Die Europäische Weltraumorganisation ESA hat vergangene Woche – neben einem Kandidaten für die nächste „Fast (F) Mission“ – fünf Vorschläge für eine „Medium-size (M) Mission“ zur weiteren Untersuchung ausgewählt. Das Grazer Institut für Weltraumforschung (IWF) der Österreichischen Akademie der Wissenschaften (ÖAW) hat an drei Konzepten mitgearbeitet.
Im Dezember 2021 wurde die Wissenschafts-Community der ESA-Mitgliedsstaaten aufgefordert, Vorschläge für eine „schnelle“ (auch „Fast“ oder „F-class“ genannt, mit Starttermin 2030-2031) und eine „mittlere“ („Medium-size“ oder „M-class“, mit Start um 2037) Mission auszuarbeiten. Knapp ein Jahr später steht nun ARRAKIHS als Kandidat für die nächste F-Mission fest. Als M-Mission bleiben CALICO, M-MATISSE, Plasma-Observatorium, HAYDN und THESEUS im Rennen. Das IWF ist an den drei erstgenannten beteiligt.
Aus 5 mach 3
Am Ende der Proposal-Phase 1 wurden im April 2022 15 aus 44 Missionsvorschlägen für Phase 2 ausgewählt. Diese wurden nun ein weiteres Mal auf eine F-Mission und fünf M-Missionen reduziert. ARRAKIHS wird als F-Mission umgesetzt, die fünf M-Missionen werden in die nächste Phase geschickt. Hausinterne ESA-Experten durchleuchten die Missionsvorschläge und überprüfen das Design, die Einhaltung der Preis- und Systemvorgaben und Realisierbarkeit. 2023 folgt die nächste Entscheidung: Aus fünf werden drei. Ab dieser Stufe wird erstmals auch die Industrie eingebunden, um danach drei kompetitive Missionen in die Endrunde zu schicken. Am Schluss bleibt nur eine M-Mission über.
Für das IWF am Start
"Es ist großartig, dass es drei Missionen mit IWF-Beteiligung in die Top 5 geschafft haben", freut sich IWF-Direktorin Christiane Helling.

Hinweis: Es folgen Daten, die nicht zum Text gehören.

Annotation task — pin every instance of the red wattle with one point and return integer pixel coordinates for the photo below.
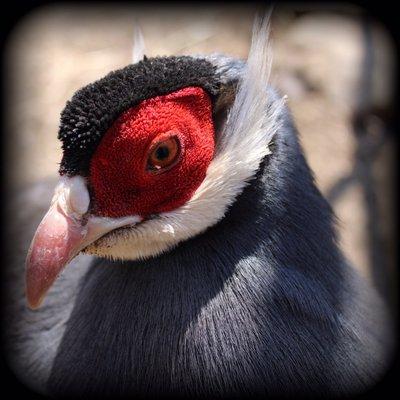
(120, 183)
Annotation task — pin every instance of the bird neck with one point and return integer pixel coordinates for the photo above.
(169, 311)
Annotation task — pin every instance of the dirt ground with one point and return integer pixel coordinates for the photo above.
(318, 58)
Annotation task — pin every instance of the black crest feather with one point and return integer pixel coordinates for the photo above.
(94, 108)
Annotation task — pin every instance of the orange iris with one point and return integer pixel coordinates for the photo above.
(164, 154)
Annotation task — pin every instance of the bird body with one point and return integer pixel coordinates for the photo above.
(253, 297)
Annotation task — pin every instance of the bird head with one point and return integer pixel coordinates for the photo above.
(154, 154)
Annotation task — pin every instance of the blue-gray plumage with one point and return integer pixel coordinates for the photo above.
(261, 303)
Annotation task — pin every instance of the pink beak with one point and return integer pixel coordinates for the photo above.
(65, 230)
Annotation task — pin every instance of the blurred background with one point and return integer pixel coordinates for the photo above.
(336, 64)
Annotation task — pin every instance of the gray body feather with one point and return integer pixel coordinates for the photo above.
(261, 303)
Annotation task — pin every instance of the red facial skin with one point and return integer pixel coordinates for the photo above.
(120, 181)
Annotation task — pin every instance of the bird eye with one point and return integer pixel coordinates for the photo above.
(164, 154)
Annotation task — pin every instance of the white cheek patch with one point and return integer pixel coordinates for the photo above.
(243, 142)
(72, 195)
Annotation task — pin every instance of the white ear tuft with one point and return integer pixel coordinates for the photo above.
(138, 45)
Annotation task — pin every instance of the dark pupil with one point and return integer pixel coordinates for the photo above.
(162, 153)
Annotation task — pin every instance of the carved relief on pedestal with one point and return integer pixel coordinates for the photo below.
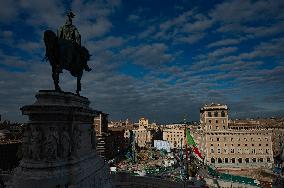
(65, 144)
(26, 143)
(51, 144)
(76, 141)
(35, 144)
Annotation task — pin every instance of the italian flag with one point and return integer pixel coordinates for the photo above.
(191, 142)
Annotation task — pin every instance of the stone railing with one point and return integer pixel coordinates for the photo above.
(123, 180)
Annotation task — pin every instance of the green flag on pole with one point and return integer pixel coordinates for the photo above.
(189, 138)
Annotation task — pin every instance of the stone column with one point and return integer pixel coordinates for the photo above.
(57, 144)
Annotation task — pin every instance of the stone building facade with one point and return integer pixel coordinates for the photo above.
(175, 136)
(227, 147)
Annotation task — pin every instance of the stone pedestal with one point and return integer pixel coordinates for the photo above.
(59, 144)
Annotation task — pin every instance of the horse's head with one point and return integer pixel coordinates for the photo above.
(49, 38)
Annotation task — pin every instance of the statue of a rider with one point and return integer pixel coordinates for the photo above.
(69, 32)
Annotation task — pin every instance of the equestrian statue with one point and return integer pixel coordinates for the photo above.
(64, 51)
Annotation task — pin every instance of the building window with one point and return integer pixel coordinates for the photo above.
(216, 114)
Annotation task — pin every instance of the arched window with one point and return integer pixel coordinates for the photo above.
(240, 160)
(216, 114)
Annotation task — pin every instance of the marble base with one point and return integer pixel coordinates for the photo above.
(59, 144)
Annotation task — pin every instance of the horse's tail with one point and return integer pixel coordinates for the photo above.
(52, 48)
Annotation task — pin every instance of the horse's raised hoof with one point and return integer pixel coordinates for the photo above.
(88, 69)
(58, 89)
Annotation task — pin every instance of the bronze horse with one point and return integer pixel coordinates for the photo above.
(65, 54)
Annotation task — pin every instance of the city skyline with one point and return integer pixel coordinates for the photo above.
(163, 60)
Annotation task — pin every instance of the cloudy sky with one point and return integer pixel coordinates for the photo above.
(161, 59)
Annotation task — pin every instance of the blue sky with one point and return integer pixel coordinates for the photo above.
(161, 59)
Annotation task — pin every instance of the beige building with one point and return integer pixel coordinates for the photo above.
(143, 133)
(143, 123)
(227, 147)
(175, 136)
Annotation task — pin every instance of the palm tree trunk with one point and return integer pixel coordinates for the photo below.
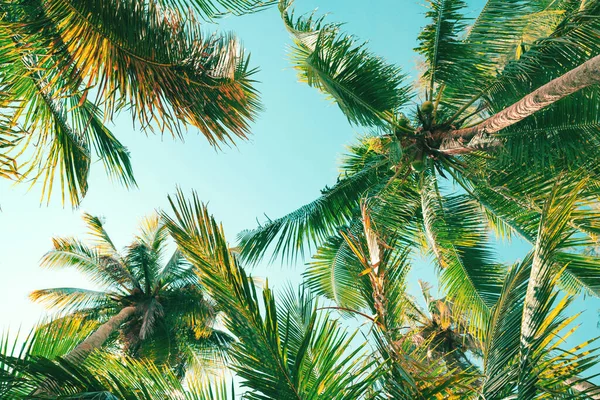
(581, 77)
(99, 337)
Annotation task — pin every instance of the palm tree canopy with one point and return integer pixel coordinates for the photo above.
(472, 70)
(68, 67)
(173, 321)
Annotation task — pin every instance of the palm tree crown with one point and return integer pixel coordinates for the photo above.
(68, 67)
(168, 317)
(474, 73)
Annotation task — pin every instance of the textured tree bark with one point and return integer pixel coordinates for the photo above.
(585, 75)
(99, 337)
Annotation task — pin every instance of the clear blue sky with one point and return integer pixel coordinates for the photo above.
(292, 154)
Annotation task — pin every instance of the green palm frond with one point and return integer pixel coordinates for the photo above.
(101, 270)
(368, 90)
(522, 346)
(213, 9)
(335, 272)
(457, 236)
(262, 359)
(439, 42)
(497, 36)
(57, 55)
(68, 300)
(313, 223)
(179, 80)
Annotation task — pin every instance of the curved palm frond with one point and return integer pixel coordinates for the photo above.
(368, 90)
(260, 355)
(312, 224)
(72, 300)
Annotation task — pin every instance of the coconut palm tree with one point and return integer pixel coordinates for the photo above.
(518, 347)
(157, 305)
(287, 347)
(514, 362)
(35, 362)
(473, 74)
(68, 67)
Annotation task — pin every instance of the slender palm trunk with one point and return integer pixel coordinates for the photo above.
(585, 75)
(99, 337)
(591, 390)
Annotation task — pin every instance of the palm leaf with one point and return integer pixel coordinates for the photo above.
(368, 90)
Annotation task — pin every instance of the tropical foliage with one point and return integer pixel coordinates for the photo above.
(507, 114)
(476, 76)
(157, 305)
(69, 67)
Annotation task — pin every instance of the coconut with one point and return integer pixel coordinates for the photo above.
(427, 107)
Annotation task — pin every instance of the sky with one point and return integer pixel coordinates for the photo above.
(292, 153)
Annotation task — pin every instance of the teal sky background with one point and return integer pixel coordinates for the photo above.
(291, 155)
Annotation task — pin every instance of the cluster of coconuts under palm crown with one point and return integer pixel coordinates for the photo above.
(416, 145)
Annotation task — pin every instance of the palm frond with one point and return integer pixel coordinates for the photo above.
(260, 352)
(72, 300)
(312, 224)
(440, 44)
(368, 90)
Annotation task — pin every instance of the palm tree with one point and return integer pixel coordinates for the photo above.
(35, 362)
(518, 347)
(514, 363)
(159, 308)
(68, 67)
(287, 348)
(533, 54)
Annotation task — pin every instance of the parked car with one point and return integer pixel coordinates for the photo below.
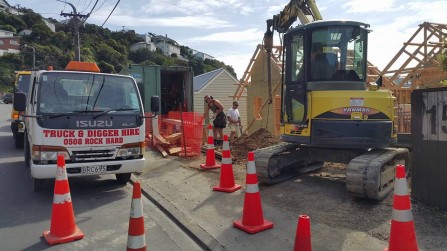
(7, 98)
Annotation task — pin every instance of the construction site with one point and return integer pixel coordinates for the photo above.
(332, 153)
(353, 137)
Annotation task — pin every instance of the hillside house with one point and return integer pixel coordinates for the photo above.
(8, 42)
(167, 48)
(221, 85)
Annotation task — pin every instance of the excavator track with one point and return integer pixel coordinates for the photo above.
(283, 161)
(371, 175)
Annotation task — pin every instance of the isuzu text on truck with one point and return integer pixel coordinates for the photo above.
(95, 120)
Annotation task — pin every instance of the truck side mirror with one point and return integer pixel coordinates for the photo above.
(155, 106)
(19, 101)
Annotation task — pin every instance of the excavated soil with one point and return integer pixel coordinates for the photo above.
(259, 139)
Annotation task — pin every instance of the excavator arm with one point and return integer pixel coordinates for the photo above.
(305, 10)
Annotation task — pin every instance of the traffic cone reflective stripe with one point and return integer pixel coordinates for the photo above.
(227, 183)
(252, 216)
(210, 155)
(303, 236)
(63, 228)
(249, 188)
(136, 239)
(61, 198)
(402, 233)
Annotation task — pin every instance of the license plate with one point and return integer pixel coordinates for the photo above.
(94, 169)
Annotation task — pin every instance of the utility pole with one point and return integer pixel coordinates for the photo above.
(34, 55)
(76, 22)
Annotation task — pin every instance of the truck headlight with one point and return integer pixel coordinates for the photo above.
(48, 153)
(131, 150)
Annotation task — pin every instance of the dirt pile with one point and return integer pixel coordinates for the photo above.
(259, 139)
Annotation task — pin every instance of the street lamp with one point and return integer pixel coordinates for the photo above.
(34, 55)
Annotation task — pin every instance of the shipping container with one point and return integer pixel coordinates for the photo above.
(173, 84)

Für die aktuell ausgewählten Missionskonzepte ist das IWF zweimal mit Hardware, einmal rein wissenschaftlich beteiligt. Die Missionsziele reichen vom erdnahen Weltraum, über den Mars bis zum Zwergplaneten Ceres.
CALICO soll In-situ-Untersuchungen der organischen und ammoniakhaltigen Materialien und Salzablagerungen auf dem Zwergplaneten Ceres durchführen, die möglicherweise Aufschluss darüber geben, ob Ceres die Voraussetzungen für Leben bietet oder bot. Das IWF steuert seine wissenschaftliche Expertise im Bereich der Charakterisierung von Mineralien und Eisen im Labor, der Exosphärenbildung im Sonnensystem sowie Studien über den Wasseranteil des Zwergplaneten bei.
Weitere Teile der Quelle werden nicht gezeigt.